After a while the hook-fingered boy heard the old man snoring. He had fallen asleep again. Lying there on his side in that confined
wooden space, he looked like something that truly belonged in a coffin. His forehead was the colour of ancient bone, and tufts of wild hair sprouted from his cranium like scraps of dry moss. The boy thought about piling him down through the hole. It would be fun to see the slaves grab him and string him up again. Gallowsmen were supposed to stay outside the
Rotsward.

But Monk was interesting in his odd way. The boy liked it when he talked about Pandemeria, the battles with the Mesmerists, and the first great automaton. And Monk knew how to get that pressure cooker open. The boy decided to wait until after he'd drunk some of the angel's essence.

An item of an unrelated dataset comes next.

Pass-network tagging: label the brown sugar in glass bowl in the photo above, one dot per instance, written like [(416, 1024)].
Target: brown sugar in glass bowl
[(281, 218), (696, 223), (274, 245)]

He left the old man sleeping and crawled back through the sky-ship's maze of conduits. Once he reached the outer hull, he slipped out through one of the many gaps in it and onto the great scaffold that surrounded the vessel.

Now that the fog had gone, he could see the gallowsmen clearly. Most had moved to the outer reaches of the wooden matrix, ready to break down Hell's facades. The boy scuttled along one long spar and then leapt onto another one. He jumped again and his metal fingers gripped one of the empty nooses. He swung, let go, and landed next to a huge vertical timber that acted as a support column. Numerous ropes dangled around him, but these were for hoisting up debris and he couldn't risk using them, so he climbed down the timber itself. The
Rotsward's
hull diminished above him.

He wanted to see exactly where the ship was going.

In no time at all he neared the lower edge of the skyship's scaffold. The whole vessel sat atop what looked like a huge crushed labyrinth. A vast network of rooms with torn-open ceilings stretched away into the gloom on all sides, the scene illuminated in places by gallowsmen with flaming brands. The
Rotsward's
lowest spars had pierced the floors below, and many men were working down there, moving through the rooms or ripping up great chunks
of stone, tiles, and wood, and loading it into baskets to be dragged up to the skyship's decks. They would squeeze the living energy from this detritus and manufacture soulpearls to feed the god of brine and fog.

Crunch.

The scaffold jerked and sank further into the maze. The boy heard men and women howling. He climbed down even closer and saw that most of the rooms were occupied, but the gallowsmen were not loading the people up. They were butchering them instead.

Crunch.

Another jolt, and the
Rotsward
descended again. Floorboards shattered. Walls toppled. Scores of dwellings crumbled down into the ones below. Cospinol's slaves were working flat out to save as much matter as possible, but they could only recover a fraction of it. The rest simply dropped away, falling upon the unwitting denizens below.

The armoured gallowsmen moved over this devastated landscape like a swarm of strange metal insects, entering houses through corridors wherever possible and climbing over debris where the damage was too great. They used their eclectic armaments against any souls they encountered. An old woman sitting at a loom turned when a metal-suited soldier leapt down beside her. She smiled and then died on his sword, before he put his boot to her chest and slid her corpse free.

Crunch.

Two warriors suddenly reacted to a new breach in the floor of a large stone dwelling. A young man in rich finery looked up in time to see their spears fall before his twitching body left red stains across his tiled floor. Four others were meanwhile dragging a screaming woman from her tiny brick cell.

These men were the dead from a thousand armies, the corpses of those warriors Anchor had slain since the day he first hitched the
Rotsward's
rope to his harness. No two were alike. They wore
battered mail, plain plate, or enameled armour in bright yellows, greens, and blues—mercenaries and woodsmen in banded leather; archers with bone or yew bows; knights in steel, wearing colourful plumes; thieves, hooded gangers, and way-trappers. Some fought like brawlers with iron fist spikes; others used skinny blades in exotic flowing styles that the boy did not recognize. Blue-skinned and distended from years in their gins, these butchers moved in force through the steadily crumbling labyrinth.